Libya’s sovereign wealth fund, the Libyan Investment Authority, opened its London court case against US-based Goldman Sachs on 13 June.

The LIA is aiming to recover $1.2bn lost in nine disputed trades in 2008, on which Goldman Sachs made a $200m profit.

It claims that the trades were made under “undue influence” from Goldman Sachs, and that the complex structured derivatives were unsuitable for an unsophisticated investor such as the LIA.

“The claims are without merit and we will continue to defend them vigorously,” responded Goldman Sachs, which denies all wrongdoing. It argues that the LIA’s losses were due to the 2008 global financial crisis.

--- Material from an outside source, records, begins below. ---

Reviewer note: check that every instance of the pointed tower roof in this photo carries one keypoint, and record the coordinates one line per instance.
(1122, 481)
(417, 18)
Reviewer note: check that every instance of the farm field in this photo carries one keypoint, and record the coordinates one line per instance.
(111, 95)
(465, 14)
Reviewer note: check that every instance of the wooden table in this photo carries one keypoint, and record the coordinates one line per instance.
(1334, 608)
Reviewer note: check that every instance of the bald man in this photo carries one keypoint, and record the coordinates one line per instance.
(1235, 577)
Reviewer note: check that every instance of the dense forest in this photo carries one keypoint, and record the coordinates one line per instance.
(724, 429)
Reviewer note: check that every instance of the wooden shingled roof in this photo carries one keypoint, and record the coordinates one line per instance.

The LIA was set up in 2006 to manage and invest Libya’s oil wealth.

The LIA also claims that Goldman Sachs acted improperly by offering a paid internship to the brother of Mustafa Zarti, a senior official at the fund. One Goldman Sachs employee took him on holidays to Morocco and Dubai, including paying for prostitutes, the LIA alleges.

The LIA is also pursuing France’s Societe Generale in a similar case worth $2.1bn.

It is also subject to a leadership dispute between Hassan Bouhadi and AbdulMagid Breish. The latter was removed under a law preventing Gaddafi regime figures from holding government posts, but disputes this.